Get Cookin’ with the Third Generation Apple iPad Pro

We recently acquired the new iPad Pro 12.9 and it’s updated stylus. Right off the bat, I’ll say the new system is a massive upgrade, even from the relatively new 2018 iPad 9.7. The new premiere iPad is faster, slimmer, its battery lasts longer, obviously it  has more screen space, not to mention the improvements in the Apple pencil. These advances come with a hefty price tag, is it worth the cost?

Lisa was coming from the afore-mentioned iPad 9.7 and we decided that she would be best served by the smaller eleven inch model of the Pro. She wanted something that would fit in a bag and be with her throughout her day. We headed to our local Apple store to pick it up.

Once we got to the store we found the iPad table and immediately began questioning our predetermined choice. The the twelve point nine-inch screen on the bigger model draws your line of sight to it like a magnet when you see it in person. We found ourselves on the struggle bus to decision town, again.


In the end, we reasoned that the twelve point nine-inch model still weighed less than a pound and a half (1.3 lbs) and thanks to the smaller bezel, its physical dimensions were manageable. What really sealed the deal was splitting the screen and realizing that each of the two halves was the size of an iPad mini.

Two iPad mini sized windows make screen splitting truly useful.

We’ve traveled all over the place with it and I can honestly say that you probably won’t notice the difference when it comes to holding it on your lap or carrying it.

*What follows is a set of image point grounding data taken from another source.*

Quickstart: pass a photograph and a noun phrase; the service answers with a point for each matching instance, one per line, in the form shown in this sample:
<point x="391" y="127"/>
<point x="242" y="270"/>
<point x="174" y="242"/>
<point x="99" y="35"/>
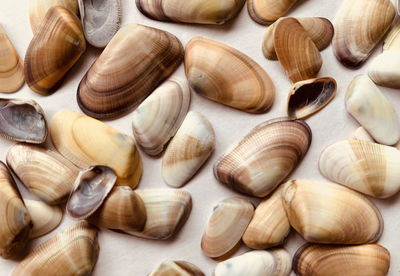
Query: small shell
<point x="225" y="75"/>
<point x="45" y="218"/>
<point x="277" y="262"/>
<point x="46" y="173"/>
<point x="188" y="150"/>
<point x="369" y="168"/>
<point x="269" y="225"/>
<point x="226" y="226"/>
<point x="365" y="102"/>
<point x="73" y="252"/>
<point x="259" y="162"/>
<point x="158" y="118"/>
<point x="324" y="212"/>
<point x="328" y="260"/>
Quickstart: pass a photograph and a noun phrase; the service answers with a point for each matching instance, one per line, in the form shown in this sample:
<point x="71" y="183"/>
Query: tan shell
<point x="226" y="226"/>
<point x="324" y="212"/>
<point x="225" y="75"/>
<point x="327" y="260"/>
<point x="72" y="252"/>
<point x="260" y="161"/>
<point x="86" y="142"/>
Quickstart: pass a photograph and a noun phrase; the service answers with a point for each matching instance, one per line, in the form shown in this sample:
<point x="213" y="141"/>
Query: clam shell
<point x="73" y="252"/>
<point x="359" y="26"/>
<point x="194" y="11"/>
<point x="167" y="211"/>
<point x="100" y="20"/>
<point x="15" y="221"/>
<point x="11" y="67"/>
<point x="269" y="225"/>
<point x="188" y="150"/>
<point x="45" y="218"/>
<point x="259" y="162"/>
<point x="367" y="167"/>
<point x="296" y="51"/>
<point x="226" y="226"/>
<point x="309" y="96"/>
<point x="88" y="142"/>
<point x="55" y="48"/>
<point x="324" y="212"/>
<point x="225" y="75"/>
<point x="91" y="188"/>
<point x="275" y="262"/>
<point x="328" y="260"/>
<point x="158" y="118"/>
<point x="372" y="110"/>
<point x="146" y="56"/>
<point x="46" y="173"/>
<point x="22" y="120"/>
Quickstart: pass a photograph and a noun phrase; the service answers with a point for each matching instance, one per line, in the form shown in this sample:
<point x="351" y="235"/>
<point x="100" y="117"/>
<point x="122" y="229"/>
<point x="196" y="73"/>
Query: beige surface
<point x="125" y="255"/>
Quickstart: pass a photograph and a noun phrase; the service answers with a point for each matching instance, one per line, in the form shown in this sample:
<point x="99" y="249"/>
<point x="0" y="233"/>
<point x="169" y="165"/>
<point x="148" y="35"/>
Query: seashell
<point x="45" y="218"/>
<point x="22" y="120"/>
<point x="369" y="168"/>
<point x="319" y="29"/>
<point x="356" y="34"/>
<point x="177" y="268"/>
<point x="39" y="8"/>
<point x="55" y="48"/>
<point x="277" y="262"/>
<point x="197" y="11"/>
<point x="269" y="226"/>
<point x="296" y="51"/>
<point x="372" y="110"/>
<point x="158" y="118"/>
<point x="226" y="226"/>
<point x="122" y="210"/>
<point x="226" y="75"/>
<point x="324" y="212"/>
<point x="309" y="96"/>
<point x="91" y="188"/>
<point x="46" y="173"/>
<point x="15" y="221"/>
<point x="259" y="162"/>
<point x="88" y="142"/>
<point x="72" y="252"/>
<point x="11" y="67"/>
<point x="328" y="260"/>
<point x="188" y="150"/>
<point x="100" y="20"/>
<point x="146" y="56"/>
<point x="167" y="211"/>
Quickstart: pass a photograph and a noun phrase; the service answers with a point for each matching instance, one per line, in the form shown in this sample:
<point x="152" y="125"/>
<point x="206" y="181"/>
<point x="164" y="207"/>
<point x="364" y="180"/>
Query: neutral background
<point x="126" y="255"/>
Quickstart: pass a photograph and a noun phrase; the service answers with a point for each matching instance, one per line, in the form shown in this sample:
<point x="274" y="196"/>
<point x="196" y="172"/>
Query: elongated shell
<point x="88" y="142"/>
<point x="259" y="162"/>
<point x="54" y="49"/>
<point x="269" y="225"/>
<point x="134" y="63"/>
<point x="189" y="149"/>
<point x="367" y="167"/>
<point x="225" y="75"/>
<point x="277" y="262"/>
<point x="327" y="260"/>
<point x="324" y="212"/>
<point x="365" y="102"/>
<point x="46" y="173"/>
<point x="15" y="221"/>
<point x="72" y="252"/>
<point x="194" y="11"/>
<point x="158" y="118"/>
<point x="359" y="26"/>
<point x="226" y="226"/>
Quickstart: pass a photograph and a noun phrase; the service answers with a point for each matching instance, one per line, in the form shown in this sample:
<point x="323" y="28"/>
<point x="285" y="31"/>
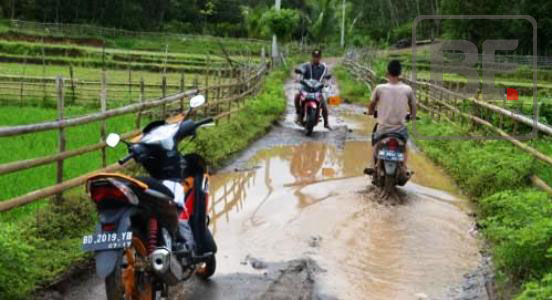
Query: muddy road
<point x="294" y="218"/>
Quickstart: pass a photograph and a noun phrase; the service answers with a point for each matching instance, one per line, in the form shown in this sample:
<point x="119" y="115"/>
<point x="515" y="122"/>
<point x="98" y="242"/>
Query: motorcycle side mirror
<point x="113" y="140"/>
<point x="197" y="101"/>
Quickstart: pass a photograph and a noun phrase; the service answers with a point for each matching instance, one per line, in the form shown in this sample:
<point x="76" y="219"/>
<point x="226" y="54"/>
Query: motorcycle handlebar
<point x="204" y="122"/>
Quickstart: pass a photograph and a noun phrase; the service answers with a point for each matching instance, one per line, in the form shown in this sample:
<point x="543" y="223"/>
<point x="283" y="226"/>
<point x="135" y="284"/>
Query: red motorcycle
<point x="152" y="231"/>
<point x="311" y="96"/>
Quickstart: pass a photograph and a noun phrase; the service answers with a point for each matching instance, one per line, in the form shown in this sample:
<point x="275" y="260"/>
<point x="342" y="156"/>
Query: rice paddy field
<point x="30" y="61"/>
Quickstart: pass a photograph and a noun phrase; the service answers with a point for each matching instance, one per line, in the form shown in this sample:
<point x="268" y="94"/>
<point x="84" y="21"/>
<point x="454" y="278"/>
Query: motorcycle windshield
<point x="162" y="135"/>
<point x="313" y="86"/>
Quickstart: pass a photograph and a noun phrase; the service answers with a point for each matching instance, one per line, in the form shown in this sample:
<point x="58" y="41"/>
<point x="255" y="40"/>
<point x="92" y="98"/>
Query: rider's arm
<point x="412" y="105"/>
<point x="373" y="102"/>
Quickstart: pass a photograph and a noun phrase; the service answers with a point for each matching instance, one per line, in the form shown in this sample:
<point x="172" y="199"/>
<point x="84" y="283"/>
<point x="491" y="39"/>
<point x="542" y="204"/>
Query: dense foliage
<point x="380" y="22"/>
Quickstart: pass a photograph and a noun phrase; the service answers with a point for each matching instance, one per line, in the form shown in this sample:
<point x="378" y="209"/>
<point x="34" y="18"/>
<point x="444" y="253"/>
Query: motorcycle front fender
<point x="390" y="167"/>
<point x="311" y="104"/>
<point x="108" y="259"/>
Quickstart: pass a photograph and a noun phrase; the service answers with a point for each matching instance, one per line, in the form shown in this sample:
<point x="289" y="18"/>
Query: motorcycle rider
<point x="392" y="104"/>
<point x="314" y="70"/>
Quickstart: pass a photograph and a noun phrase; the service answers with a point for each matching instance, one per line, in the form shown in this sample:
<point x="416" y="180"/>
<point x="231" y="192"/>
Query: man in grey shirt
<point x="394" y="102"/>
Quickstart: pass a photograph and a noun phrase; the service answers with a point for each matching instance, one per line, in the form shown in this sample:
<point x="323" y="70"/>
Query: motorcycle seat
<point x="394" y="135"/>
<point x="157" y="186"/>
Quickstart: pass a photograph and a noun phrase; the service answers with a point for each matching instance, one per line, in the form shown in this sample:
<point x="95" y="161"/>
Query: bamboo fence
<point x="223" y="100"/>
<point x="445" y="104"/>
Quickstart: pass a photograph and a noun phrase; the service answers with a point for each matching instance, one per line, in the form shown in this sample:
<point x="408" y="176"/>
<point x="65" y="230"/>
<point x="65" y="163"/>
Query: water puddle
<point x="312" y="200"/>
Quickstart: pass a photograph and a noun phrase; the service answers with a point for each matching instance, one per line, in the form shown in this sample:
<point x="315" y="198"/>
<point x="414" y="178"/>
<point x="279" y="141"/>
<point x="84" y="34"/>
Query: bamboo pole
<point x="61" y="136"/>
<point x="103" y="107"/>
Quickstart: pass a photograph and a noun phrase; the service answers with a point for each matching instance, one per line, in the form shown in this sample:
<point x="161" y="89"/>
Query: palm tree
<point x="322" y="19"/>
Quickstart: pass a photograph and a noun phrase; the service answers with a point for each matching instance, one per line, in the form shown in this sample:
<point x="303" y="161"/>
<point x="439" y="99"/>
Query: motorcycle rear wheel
<point x="121" y="281"/>
<point x="311" y="120"/>
<point x="389" y="184"/>
<point x="208" y="268"/>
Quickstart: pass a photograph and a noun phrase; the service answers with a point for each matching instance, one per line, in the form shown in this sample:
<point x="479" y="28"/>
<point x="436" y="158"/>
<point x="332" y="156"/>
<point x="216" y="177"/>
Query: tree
<point x="282" y="23"/>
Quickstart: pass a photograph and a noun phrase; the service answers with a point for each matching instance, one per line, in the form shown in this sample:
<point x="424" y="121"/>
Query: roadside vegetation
<point x="351" y="90"/>
<point x="515" y="217"/>
<point x="32" y="242"/>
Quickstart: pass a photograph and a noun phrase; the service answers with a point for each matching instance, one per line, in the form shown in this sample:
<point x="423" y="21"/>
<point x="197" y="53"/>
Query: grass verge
<point x="39" y="248"/>
<point x="516" y="218"/>
<point x="351" y="90"/>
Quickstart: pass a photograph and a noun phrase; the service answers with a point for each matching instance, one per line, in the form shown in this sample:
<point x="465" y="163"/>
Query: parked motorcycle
<point x="141" y="243"/>
<point x="311" y="94"/>
<point x="389" y="167"/>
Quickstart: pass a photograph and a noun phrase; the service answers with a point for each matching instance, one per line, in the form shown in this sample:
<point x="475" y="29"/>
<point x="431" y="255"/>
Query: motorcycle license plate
<point x="106" y="241"/>
<point x="390" y="155"/>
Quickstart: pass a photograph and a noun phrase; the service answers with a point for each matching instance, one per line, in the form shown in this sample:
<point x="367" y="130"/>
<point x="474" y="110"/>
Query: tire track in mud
<point x="293" y="220"/>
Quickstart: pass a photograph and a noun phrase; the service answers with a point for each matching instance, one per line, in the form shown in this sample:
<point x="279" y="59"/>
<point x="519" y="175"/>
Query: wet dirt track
<point x="295" y="219"/>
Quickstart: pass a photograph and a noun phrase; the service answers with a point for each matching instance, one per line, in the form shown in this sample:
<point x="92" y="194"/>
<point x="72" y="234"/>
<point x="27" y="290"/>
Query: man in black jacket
<point x="314" y="70"/>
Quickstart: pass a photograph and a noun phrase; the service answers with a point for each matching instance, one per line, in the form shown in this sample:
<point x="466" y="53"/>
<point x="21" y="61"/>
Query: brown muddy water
<point x="294" y="218"/>
<point x="312" y="200"/>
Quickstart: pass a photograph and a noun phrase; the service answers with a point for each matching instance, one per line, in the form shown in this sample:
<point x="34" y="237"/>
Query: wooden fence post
<point x="142" y="99"/>
<point x="219" y="82"/>
<point x="164" y="94"/>
<point x="182" y="89"/>
<point x="207" y="71"/>
<point x="61" y="135"/>
<point x="129" y="83"/>
<point x="103" y="107"/>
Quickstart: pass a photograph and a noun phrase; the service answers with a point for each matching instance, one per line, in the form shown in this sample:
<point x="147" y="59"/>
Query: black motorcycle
<point x="152" y="231"/>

The only place there has been a slight issue was fitting it on an airplane’s seat table when the person in front was reclined, but even that was doable with minimal effort. Your eyes will be much happier and that outweighs any slight inconvenience you may encounter, in my opinion.

The performance of the third generation devices is spectacular. It’s hard to believe that something this thin and light can be so powerful. Apps open instantly, games run stutter free, even running two apps and streaming a video doesn’t slow it down. The iPad 9.7 suffered from lag when using the pencil to lasso objects in various artistic software, but there isn’t a hint of hesitation here.


Speaking of the pencil, it’s been re-engineered as well. The most talked about benefit is the magnetic charging. I can’t overstate what a huge deal this is. Not only is it convenient, but the chances of a broken stylus are drastically reduced. For me, the shape and material changes are nearly as important. The second generation instrument feels better in your hand and the flat edge gives your thumb a natural place to rest. They haven’t gone so far as to add buttons, but the double tap feature is a good start. It lets you switch tools without having to click on a toolbar first and is a real time saver.


The Surface Pen is still my favorite digital stylus. Apple’s lack of native handwriting recognition is just embarrassing at this point. A few developers have taken it upon themselves to add the feature into their individual applications, but this is no substitute for the operating system level version found in Windows and certain Android devices.

Add the keyboard folio case and the iPad Pro becomes something you could replace your laptop with. Microsoft’s Office apps have nearly reached parity with their desktop counterparts and Adobe has announced it will publish the full version of Photoshop to the App Store in 2019. If your business software is iOS friendly, or if your company provides access to some type of VDI environment, you should be all set to ditch the boat anchor you’ve been lugging around all of these years.

To answer the question we started with, the upgrade from the standard to pro iPad is worth the cost if you use your device as a productivity tool. It’s power combined with the new accessories make it something you can easily work from. If you mostly shop on Amazon and watch Netflix, save the almost one-thousand dollars and stick with the original.